Pour en revenir aux marchés carbone, quelques-uns des plus gros pollueurs cités plus haut sont pointés du doigt pour vouloir imposer des dispositions qui ne rempliraient pas les objectifs de protection de l'environnement. Suite à leur mise en place en 1997 grâce au Protocole de Kyoto, les marchés d'émissions de dioxyde de carbone doivent dorénavant être modernisés par l'article 6 de l'Accord de Paris ; les négociations ont toutefois achoppé sur deux points. D'une part, la Chine, l'Inde, le Brésil et l'Arabie Saoudite ont, toujours selon Le Figaro, fait pression pour instaurer un système de double comptabilité des crédits carbone, qui reviendrait à compter deux fois les réductions d'émissions de GES : d'abord chez les pays vendant des crédits, ensuite chez les pays achetant ces mêmes crédits, ce qui reviendrait au bout du compte à biaiser les calculs.

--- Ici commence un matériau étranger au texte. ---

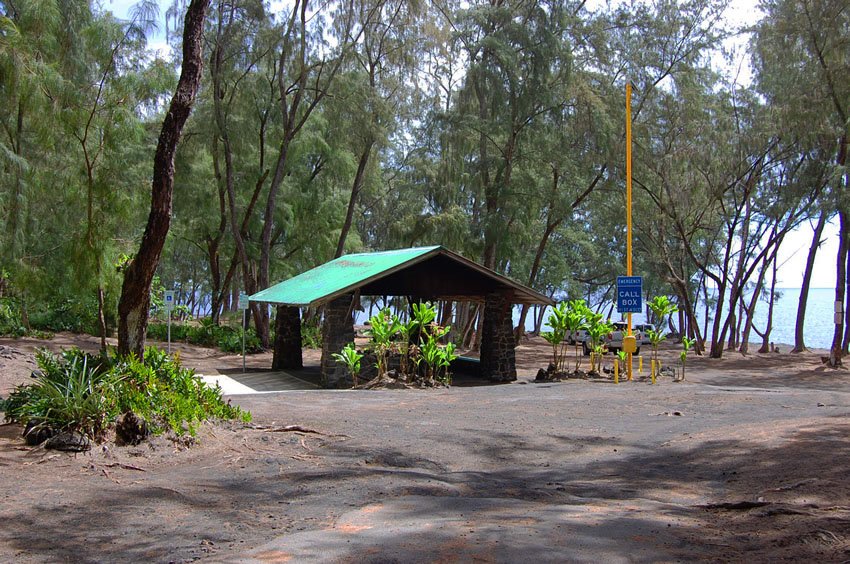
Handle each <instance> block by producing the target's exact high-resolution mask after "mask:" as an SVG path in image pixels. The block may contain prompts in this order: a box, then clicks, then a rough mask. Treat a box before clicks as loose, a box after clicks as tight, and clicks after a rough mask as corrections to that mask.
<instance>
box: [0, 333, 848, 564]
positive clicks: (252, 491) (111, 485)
mask: <svg viewBox="0 0 850 564" xmlns="http://www.w3.org/2000/svg"><path fill="white" fill-rule="evenodd" d="M0 345H2V346H3V347H4V348H2V349H0V395H2V396H4V397H5V396H6V395H7V394H8V392H9V391H10V390H11V389H12V388H13V387H14V386H15V385H17V384H19V383H22V382H26V381H27V379H28V376H29V372H30V371H31V370H32V369H33V367H34V365H33V363H32V351H33V350H34V349H35V347H37V346H45V345H46V346H47V347H48V348H51V349H56V348H59V347H67V346H79V347H81V348H85V349H92V350H94V349H96V348H97V339H94V338H90V337H82V336H76V335H69V334H61V335H57V337H56V338H55V339H53V340H51V341H48V342H40V341H35V340H27V339H21V340H0ZM177 348H178V350H179V351H180V355H181V358H182V360H183V362H184V363H185V364H186V365H188V366H191V367H194V368H197V369H198V370H199V371H200V372H203V373H215V372H218V371H227V370H235V369H237V368H241V357H239V356H238V355H224V354H221V353H219V352H216V351H211V350H208V349H203V348H200V347H191V346H185V345H180V346H179V347H177ZM12 349H14V350H12ZM788 349H789V348H788V347H785V350H788ZM549 354H550V353H549V350H548V348H547V347H546V345H545V343H543V342H542V341H540V340H538V339H532V340H531V341H529V342H526V343H524V344H523V345H522V346H520V347H519V348H518V352H517V355H518V366H519V373H520V379H519V381H518V382H517V383H514V384H509V385H499V386H476V387H454V388H450V389H429V390H398V391H344V392H339V391H317V392H286V393H279V394H265V395H252V396H235V397H234V398H233V401H235V402H236V403H238V404H239V405H241V406H243V407H245V408H247V409H249V410H251V411H252V413H253V414H254V422H253V423H252V424H251V425H249V426H242V425H218V426H213V425H208V426H205V427H204V428H203V429H202V430H201V432H200V434H199V437H198V442H197V444H196V445H194V446H192V447H191V448H187V447H186V445H185V444H183V443H181V442H175V441H171V440H169V439H167V438H157V439H155V440H154V441H152V442H150V443H145V444H142V445H140V446H137V447H115V446H114V445H113V444H109V443H108V444H106V445H104V446H99V447H97V448H96V449H95V450H93V451H92V452H90V453H86V454H79V455H73V454H64V453H55V452H49V451H45V450H43V449H40V448H35V449H32V448H27V447H25V446H24V445H23V442H22V441H21V439H20V429H19V428H18V427H16V426H14V425H5V426H0V468H2V472H3V481H2V485H0V496H2V505H0V520H2V523H3V526H2V528H0V560H3V561H18V562H55V561H65V560H67V561H86V562H88V561H92V562H95V561H97V562H100V561H156V562H170V561H174V562H183V561H191V560H196V559H206V560H210V561H216V562H221V561H240V562H241V561H292V562H302V561H328V562H331V561H332V562H355V561H356V562H364V561H365V562H393V561H398V562H411V561H412V562H416V561H428V562H432V561H438V562H440V561H442V562H450V561H481V562H504V561H533V560H538V561H576V560H578V561H590V560H593V561H680V560H711V561H740V560H745V559H746V560H749V561H765V562H766V561H777V560H789V561H819V562H843V561H847V560H848V559H850V488H847V486H846V479H847V469H846V462H847V460H848V459H849V458H850V439H848V437H850V421H849V420H848V414H850V377H848V375H849V374H850V373H848V372H847V371H845V370H838V371H835V370H830V369H827V368H825V367H824V366H823V365H822V364H821V362H820V359H819V356H820V355H819V354H818V353H806V354H801V355H793V354H789V353H782V354H766V355H759V354H752V355H749V356H747V357H742V356H741V355H739V354H730V355H728V358H725V359H722V360H719V361H718V360H710V359H707V358H697V357H693V358H691V359H690V360H689V361H688V365H687V373H686V380H685V382H684V383H678V384H674V383H673V382H672V381H671V379H670V378H662V379H660V380H659V382H658V383H657V384H656V385H655V386H652V385H649V384H648V383H647V382H641V381H637V380H635V381H633V382H628V381H624V382H622V383H621V385H619V386H614V385H613V384H611V383H607V382H589V381H575V380H571V381H568V382H563V383H546V384H534V383H530V379H531V378H533V377H534V374H535V373H536V371H537V369H538V368H541V367H542V368H545V366H546V364H548V362H549ZM644 354H647V353H646V352H645V353H644ZM270 358H271V357H270V354H263V355H252V356H251V357H249V365H250V366H253V367H258V368H259V367H263V368H265V367H268V366H269V364H270V362H271V360H270ZM661 359H662V362H663V363H664V364H665V365H669V366H674V365H676V363H677V359H678V350H677V349H676V348H675V347H673V346H672V345H668V347H667V348H665V349H664V350H663V351H662V352H661ZM305 361H306V362H316V361H317V353H316V352H315V351H312V352H307V353H306V354H305ZM582 362H583V363H584V366H583V367H585V368H586V366H587V359H586V358H583V359H582ZM604 362H605V363H606V364H608V365H610V363H611V362H612V359H611V356H610V355H608V357H606V359H605V361H604ZM645 368H646V367H645ZM635 376H636V378H639V377H640V376H641V375H640V374H636V375H635ZM289 425H298V427H287V426H289ZM310 431H317V432H315V433H314V432H310Z"/></svg>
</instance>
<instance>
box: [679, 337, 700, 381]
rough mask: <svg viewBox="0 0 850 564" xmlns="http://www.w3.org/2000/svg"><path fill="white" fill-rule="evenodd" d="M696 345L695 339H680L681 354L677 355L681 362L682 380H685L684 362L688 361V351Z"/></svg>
mask: <svg viewBox="0 0 850 564" xmlns="http://www.w3.org/2000/svg"><path fill="white" fill-rule="evenodd" d="M694 343H696V339H689V338H687V337H682V349H683V350H682V352H680V353H679V359H680V360H681V361H682V380H684V379H685V362H686V361H687V360H688V351H690V350H691V347H692V346H693V345H694Z"/></svg>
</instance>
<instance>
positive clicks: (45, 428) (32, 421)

D'autre part, l'avenir des crédits carbone hérités du mécanisme de Kyoto pose problème : 60% de ces dispositifs sont détenus actuellement par la Chine, l'Inde et le Brésil, qui ne souhaitent logiquement pas les perdre en passant au nouveau système, mais l'Union européenne milite pour un contrôle accru du reversement de ces sommes au sein du nouveau marché d'émissions. Le cas de la Chine est d'ailleurs spécifique : figurant parmi les plus gros pollueurs mais également parmi les plus importants investisseurs dans les énergies renouvelables, l'Empire du Milieu est obligé de développer en parallèle les deux sources d'énergies, fossiles et propres, pour subvenir aux besoins de sa population. "Les Chinois attendent que leurs courbes de production énergétique respectives, pour les énergies fossiles et les énergies renouvelables, s'inversent ; il leur faut un intérêt économique pour opérer pleinement la bascule", analyse Bettina Laville.

 

 

"Le problème, c'est que l'Accord de Paris n'est pas contraignant"

 

Du côté des responsables politiques comme des spécialistes du climat, les déceptions sont donc grandes. Quant aux associations de protection de l'environnement, l'amertume est de mise : "Les conclusions de cette COP, adoptées dans la douleur, marquent le pas, avec l'absence d'une feuille de route claire pour 2020", regrette Greenpeace. "De nombreux Etats, en particulier les plus gros polleurs, arriveront vraisemblablement les mains vides à Glasgow [Royaume-Uni, ndlr], pour la COP26, qui doit voir la mise en application de l'Accord de Paris." Pour la présidente du Comité 21, "le fossé est de plus en plus grand entre la crainte de la société civile et la diplomatie classique des Etats", chacun d'entre eux voyant midi à sa porte. "Le problème depuis 5 ans, c'est que l'Accord de Paris n'est pas contraignant et que les Etats peuvent l'interpréter comme ils veulent, d'où des échéances totalement souples et une application a minima. Comme le texte n'a rien prévu jusqu'en 2020, les gouvernements font ce qu'ils veulent. L'adaptation progresse quand même, les Etats y sont de plus en plus intéressés mais il n'y a pas plus d'argent en face." Rendez-vous donc l'année prochaine, en Ecosse, pour réévaluer les chances pour l'Humanité de saisir de toute urgence le dossier.